Xerox, as you would expect, are doing amazing things with paper, especially re-usable paper. They have come up with one idea based on “similar technology to that which allows your glasses to go darker in sunlight”. By giving paper the same treatment, it is possible to re-use the paper 1,000 times, according to Steve Hoover who is a vice-president at Xerox research. Since paper costs 100 times the price of the ink that is printed on it, according to Hoover, and will cost only three times more than regular paper when being used in this process, it a is fine idea. However, it is a technology that has been written about before, and the labs at Xerox are still working on it, Hoover said. Still, when paper is, on average, only used for one day before being thrown out, according to Xerox, in these greener days it must be an idea worth pursuing to the end.
Sun Microsystems is working on an idea that could mean that future processors are much more powerful than today’s processors but are crammed into even less space and with less use of power. Cisco continues to work on perfecting telepresence while HP is exploiting the move to provide the same easy to use tools that people have become used to at home (thanks to their kids) such as IM and other ways of communicating other than email, and bringing them to the enterprise.
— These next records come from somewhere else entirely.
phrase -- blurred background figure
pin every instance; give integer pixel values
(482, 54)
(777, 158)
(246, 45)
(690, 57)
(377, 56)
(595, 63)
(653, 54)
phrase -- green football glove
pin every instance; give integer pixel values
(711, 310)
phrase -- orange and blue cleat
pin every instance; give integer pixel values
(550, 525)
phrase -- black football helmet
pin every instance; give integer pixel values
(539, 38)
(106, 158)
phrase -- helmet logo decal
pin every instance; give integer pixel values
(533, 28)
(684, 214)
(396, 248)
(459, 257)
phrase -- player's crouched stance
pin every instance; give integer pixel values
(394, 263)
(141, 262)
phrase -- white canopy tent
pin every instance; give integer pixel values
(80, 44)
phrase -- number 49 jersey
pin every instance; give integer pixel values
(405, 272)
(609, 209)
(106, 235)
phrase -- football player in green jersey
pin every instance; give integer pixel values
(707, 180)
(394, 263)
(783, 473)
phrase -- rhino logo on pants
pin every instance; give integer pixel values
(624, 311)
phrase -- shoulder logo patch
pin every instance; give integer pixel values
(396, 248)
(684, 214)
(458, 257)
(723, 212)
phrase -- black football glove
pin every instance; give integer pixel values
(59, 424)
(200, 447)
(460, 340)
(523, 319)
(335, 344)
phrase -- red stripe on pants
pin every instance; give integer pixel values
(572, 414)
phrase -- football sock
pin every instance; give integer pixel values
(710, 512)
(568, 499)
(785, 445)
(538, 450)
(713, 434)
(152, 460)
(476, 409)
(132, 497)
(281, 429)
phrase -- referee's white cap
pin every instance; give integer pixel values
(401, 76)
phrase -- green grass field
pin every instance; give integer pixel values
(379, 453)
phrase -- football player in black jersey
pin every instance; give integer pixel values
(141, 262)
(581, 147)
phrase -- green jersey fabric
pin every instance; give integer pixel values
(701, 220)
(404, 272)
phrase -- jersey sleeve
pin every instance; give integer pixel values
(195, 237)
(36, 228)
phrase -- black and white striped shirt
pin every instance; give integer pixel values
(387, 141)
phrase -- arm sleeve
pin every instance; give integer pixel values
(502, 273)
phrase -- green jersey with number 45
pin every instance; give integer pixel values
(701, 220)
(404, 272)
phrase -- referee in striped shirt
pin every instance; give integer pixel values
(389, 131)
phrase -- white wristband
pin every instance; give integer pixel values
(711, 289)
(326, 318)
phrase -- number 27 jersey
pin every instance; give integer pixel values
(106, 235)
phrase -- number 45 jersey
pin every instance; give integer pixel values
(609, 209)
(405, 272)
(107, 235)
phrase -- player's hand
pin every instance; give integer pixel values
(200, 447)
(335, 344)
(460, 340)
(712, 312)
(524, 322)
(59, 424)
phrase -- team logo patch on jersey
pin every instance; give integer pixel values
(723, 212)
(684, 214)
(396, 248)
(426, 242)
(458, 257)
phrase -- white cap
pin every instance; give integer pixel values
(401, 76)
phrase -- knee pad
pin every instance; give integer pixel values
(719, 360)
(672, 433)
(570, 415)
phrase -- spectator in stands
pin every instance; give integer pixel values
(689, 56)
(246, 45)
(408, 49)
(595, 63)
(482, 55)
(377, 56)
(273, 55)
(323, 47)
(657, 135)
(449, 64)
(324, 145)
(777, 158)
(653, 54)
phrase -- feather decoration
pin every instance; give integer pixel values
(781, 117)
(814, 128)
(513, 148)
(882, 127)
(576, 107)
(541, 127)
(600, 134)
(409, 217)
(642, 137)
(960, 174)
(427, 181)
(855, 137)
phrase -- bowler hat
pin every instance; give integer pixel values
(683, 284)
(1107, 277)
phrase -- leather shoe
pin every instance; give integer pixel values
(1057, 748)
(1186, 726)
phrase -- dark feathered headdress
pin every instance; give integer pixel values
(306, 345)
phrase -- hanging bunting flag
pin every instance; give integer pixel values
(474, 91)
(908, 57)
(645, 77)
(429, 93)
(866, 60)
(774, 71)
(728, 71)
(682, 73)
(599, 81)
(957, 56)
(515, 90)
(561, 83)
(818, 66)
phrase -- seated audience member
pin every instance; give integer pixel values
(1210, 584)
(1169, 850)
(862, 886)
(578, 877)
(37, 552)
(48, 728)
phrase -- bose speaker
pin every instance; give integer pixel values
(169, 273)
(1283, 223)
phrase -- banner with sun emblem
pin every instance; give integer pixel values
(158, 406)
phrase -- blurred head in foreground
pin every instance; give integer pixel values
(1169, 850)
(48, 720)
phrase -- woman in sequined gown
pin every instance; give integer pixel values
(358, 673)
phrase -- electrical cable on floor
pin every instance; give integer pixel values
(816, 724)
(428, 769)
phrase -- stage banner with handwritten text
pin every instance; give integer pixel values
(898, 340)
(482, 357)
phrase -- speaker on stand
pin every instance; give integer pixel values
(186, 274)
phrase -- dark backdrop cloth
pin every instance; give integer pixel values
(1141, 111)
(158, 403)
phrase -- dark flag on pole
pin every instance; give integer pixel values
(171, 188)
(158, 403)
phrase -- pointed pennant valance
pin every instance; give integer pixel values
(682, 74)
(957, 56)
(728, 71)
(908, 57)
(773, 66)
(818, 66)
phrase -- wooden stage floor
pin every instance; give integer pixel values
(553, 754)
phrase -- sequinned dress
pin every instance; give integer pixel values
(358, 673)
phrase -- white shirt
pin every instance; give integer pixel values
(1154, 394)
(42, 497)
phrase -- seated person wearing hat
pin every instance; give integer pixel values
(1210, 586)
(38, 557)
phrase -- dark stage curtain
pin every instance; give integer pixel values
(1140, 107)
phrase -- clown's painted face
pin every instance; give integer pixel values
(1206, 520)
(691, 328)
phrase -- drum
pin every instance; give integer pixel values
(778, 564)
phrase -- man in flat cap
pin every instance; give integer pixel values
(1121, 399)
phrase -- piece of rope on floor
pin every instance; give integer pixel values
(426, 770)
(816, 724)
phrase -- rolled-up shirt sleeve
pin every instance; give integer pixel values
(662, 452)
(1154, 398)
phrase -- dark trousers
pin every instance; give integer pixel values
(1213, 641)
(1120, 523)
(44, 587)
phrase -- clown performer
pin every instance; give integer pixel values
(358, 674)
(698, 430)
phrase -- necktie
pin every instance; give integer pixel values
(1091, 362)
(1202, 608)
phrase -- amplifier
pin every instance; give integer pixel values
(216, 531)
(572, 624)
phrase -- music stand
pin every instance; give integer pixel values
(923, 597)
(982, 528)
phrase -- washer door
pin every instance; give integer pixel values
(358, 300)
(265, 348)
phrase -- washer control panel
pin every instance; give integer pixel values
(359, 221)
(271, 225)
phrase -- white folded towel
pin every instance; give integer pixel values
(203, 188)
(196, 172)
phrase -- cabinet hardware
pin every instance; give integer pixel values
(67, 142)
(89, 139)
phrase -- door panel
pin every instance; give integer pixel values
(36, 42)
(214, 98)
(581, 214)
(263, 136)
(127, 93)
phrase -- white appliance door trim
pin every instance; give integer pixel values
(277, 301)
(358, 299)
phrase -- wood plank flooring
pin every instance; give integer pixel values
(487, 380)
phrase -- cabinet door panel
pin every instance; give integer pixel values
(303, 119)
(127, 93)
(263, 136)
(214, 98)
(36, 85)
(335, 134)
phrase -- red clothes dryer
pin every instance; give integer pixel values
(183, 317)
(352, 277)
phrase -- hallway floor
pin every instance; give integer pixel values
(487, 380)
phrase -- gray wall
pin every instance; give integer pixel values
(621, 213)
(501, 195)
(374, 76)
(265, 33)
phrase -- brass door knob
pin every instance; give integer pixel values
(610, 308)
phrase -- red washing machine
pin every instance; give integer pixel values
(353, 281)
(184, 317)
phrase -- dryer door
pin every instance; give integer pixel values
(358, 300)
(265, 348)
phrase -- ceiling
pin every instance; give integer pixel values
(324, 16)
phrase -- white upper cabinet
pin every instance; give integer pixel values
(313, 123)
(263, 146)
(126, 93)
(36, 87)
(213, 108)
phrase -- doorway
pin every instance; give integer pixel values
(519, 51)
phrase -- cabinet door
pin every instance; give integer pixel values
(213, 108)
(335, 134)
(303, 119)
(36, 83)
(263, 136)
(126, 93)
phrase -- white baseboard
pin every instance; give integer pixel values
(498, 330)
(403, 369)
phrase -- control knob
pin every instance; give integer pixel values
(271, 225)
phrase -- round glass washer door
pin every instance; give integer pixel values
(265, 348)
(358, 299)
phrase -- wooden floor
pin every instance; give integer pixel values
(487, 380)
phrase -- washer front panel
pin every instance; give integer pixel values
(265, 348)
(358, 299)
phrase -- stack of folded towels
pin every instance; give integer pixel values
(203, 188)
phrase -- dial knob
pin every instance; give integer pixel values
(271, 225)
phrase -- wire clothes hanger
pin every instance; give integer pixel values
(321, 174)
I hope to writed about the debate properly in the next few daysm but can give you the chairman's last question. It was a good one. "What do you think is the single most important thing your company needs to drive innovation forward”.
For HP’s Richard Friedrich, the company’s director for Open Innovation, it was “strong leadership to drive innovation forward” and he praised the company’s chief executive, Mark Hurd. Ity was not the most robust answer he could have given and might even be regarded in some quarters as a blatant effor to talk the boss into more budget. Well, on second thoughts, for a man in research there is probable no harm in that.
Friedrich did also highlight the fact that the majority of projects that got cancelled were over-budget. Storing leadership of projects was part of the key, he felt.
Sun Labs’ David Douglas followed on the argument, by pointing out that Sun Microsystems’ Labs undertook ambitious, high-risk investments such as research into advanced processor design. At some point, the company would have to make the call on whether a project was to be developed or canned. Strong management was of vital importance in making these calls, he thought.
Guido Jouret, chief technology officer for the Cisco Emerging Technology Group, thought it was that while there were many things occupying the IT managers attention, from green IT to compliance, these were not too difficult to understand or to work out strategies to deal with them. The key issue, he felt, was finding ways to get the right structures in place to exploit “the real, business transforming technology innovations”.
For Xerox’s Hoover the key point was much simpler than any of that. “The simplest advice I can give them (IT managers) is the oldest advice. Know your business and know your customers.”.